Python Is Really Middleware
kern at myrddin.caltech.edu
Sun Aug 5 05:39:32 CEST 2001
In article <_1Xa7.761$pX4.96081 at newsread2.prod.itd.earthlink.net>,
"Chris Tavares" <ctavares at develop.com> writes:
> "Robert Amesz" <reqhye72zux at mailexpire.com> wrote in message
> news:Xns90F32BBF3218rcamesz at 127.0.0.1...
>> But he's right about Bison, I remember that distinctly: output from
>> Bison should be considered GPLed because it contains GPLed sourcecode
>> from Bison. Why the rationale was not applied to Flex is still a
>> mystery to me, but there you have it.
>> Fortunately, there are alternatives.
>> Robert Amesz
> Really? I don't have the docs handy right now, but I distinctly remember
> there being a specific exception in the Bison license to deal with this
> exact problem - you're allowed to use the Bison generated code & parser
> engine in whatever you want, no GPL restrictions apply. Unless the license
> has changed in the last five years, anyway.
>From bison.info (version 1.28 from Debian unstable):
Conditions for Using Bison
As of Bison version 1.24, we have changed the distribution terms for `yyparse'
to permit using Bison's output in non-free programs. Formerly, Bison parsers
could be used only in programs that were free software.
The other GNU programming tools, such as the GNU C compiler, have never had such
a requirement.
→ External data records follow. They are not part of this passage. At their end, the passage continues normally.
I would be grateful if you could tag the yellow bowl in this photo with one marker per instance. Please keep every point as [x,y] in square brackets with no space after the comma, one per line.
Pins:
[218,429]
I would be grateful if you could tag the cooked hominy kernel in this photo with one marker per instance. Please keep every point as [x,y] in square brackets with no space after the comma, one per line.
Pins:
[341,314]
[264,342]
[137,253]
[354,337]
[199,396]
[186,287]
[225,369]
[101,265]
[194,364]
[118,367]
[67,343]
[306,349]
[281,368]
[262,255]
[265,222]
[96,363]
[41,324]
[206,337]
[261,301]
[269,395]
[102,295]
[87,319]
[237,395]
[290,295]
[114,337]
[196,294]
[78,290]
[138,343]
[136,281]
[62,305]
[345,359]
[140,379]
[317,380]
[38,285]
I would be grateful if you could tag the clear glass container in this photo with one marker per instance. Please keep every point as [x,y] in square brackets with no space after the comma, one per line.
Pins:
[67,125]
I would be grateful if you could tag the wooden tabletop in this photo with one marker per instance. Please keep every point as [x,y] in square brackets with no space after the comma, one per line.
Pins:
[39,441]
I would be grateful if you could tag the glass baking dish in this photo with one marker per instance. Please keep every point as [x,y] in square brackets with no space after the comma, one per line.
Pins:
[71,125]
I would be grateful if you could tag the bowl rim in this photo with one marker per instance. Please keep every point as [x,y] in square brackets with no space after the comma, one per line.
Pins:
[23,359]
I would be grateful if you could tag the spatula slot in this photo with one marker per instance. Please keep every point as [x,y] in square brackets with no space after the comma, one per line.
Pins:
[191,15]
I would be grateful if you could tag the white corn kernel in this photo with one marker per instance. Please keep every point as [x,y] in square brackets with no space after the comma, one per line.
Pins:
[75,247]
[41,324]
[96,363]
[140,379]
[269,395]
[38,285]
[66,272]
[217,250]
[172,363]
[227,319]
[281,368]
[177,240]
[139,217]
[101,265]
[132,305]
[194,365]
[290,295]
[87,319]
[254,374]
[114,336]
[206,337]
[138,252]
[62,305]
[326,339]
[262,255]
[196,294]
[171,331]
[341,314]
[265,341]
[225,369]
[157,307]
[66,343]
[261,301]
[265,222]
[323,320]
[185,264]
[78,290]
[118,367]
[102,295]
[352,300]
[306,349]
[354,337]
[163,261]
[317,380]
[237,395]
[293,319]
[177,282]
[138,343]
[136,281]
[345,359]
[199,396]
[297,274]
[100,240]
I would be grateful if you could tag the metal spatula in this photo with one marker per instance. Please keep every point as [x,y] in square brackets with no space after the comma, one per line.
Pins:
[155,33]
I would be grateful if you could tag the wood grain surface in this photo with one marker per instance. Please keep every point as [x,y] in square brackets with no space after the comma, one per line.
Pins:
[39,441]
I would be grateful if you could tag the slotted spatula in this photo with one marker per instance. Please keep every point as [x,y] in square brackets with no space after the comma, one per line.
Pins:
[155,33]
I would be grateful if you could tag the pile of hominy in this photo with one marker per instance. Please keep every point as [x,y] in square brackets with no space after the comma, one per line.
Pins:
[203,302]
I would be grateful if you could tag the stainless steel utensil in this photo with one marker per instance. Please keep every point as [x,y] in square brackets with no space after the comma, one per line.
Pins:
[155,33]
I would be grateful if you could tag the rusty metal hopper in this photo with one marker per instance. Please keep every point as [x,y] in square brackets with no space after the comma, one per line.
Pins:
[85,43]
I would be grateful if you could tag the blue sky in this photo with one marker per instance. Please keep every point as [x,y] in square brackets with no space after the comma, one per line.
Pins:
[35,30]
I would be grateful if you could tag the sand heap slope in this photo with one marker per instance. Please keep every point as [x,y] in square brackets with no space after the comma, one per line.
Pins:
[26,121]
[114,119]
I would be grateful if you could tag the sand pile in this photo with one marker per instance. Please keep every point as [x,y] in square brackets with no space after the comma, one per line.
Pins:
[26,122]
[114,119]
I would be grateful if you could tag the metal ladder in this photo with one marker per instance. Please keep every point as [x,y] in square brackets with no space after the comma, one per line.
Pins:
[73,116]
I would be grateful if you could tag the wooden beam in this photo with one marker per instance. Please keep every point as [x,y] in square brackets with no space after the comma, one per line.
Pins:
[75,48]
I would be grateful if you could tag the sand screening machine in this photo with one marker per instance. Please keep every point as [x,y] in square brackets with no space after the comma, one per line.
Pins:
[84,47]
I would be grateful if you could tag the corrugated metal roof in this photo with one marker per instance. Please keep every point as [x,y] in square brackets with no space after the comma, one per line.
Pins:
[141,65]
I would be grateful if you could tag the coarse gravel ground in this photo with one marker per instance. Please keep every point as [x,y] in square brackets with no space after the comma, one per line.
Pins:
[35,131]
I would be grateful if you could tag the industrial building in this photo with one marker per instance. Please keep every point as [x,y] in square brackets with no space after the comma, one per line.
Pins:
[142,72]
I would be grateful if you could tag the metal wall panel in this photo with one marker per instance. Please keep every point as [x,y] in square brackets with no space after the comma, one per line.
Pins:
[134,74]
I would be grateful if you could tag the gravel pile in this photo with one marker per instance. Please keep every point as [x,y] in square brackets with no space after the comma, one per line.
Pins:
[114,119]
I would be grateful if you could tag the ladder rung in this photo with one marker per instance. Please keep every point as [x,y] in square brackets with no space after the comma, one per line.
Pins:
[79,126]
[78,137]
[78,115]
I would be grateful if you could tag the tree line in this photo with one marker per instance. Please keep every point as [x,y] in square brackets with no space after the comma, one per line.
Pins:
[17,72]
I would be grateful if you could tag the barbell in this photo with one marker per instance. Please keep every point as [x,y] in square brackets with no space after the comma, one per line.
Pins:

They could always be used for non-free software. The reason
Bison was different was not due to a special policy decision; it resulted from
applying the usual General Public License to all of the Bison source code.
The output of the Bison utility--the Bison parser file--contains a verbatim copy
of a sizable piece of Bison, which is the code for the `yyparse' function. (The
actions from your grammar are inserted into this function at one point, but the
rest of the function is not changed.) When we applied the GPL terms to the code
for `yyparse', the effect was to restrict the use of Bison output to free
We didn't change the terms because of sympathy for people who want to make
software proprietary. *Software should be free.* But we concluded that
limiting Bison's use to free software was doing little to encourage people to
make other software free. So we decided to make the practical conditions for
using Bison match the practical conditions for using the other GNU tools.
kern at caltech.edu
"In the fields of hell where the grass grows high
Are the graves of dreams allowed to die."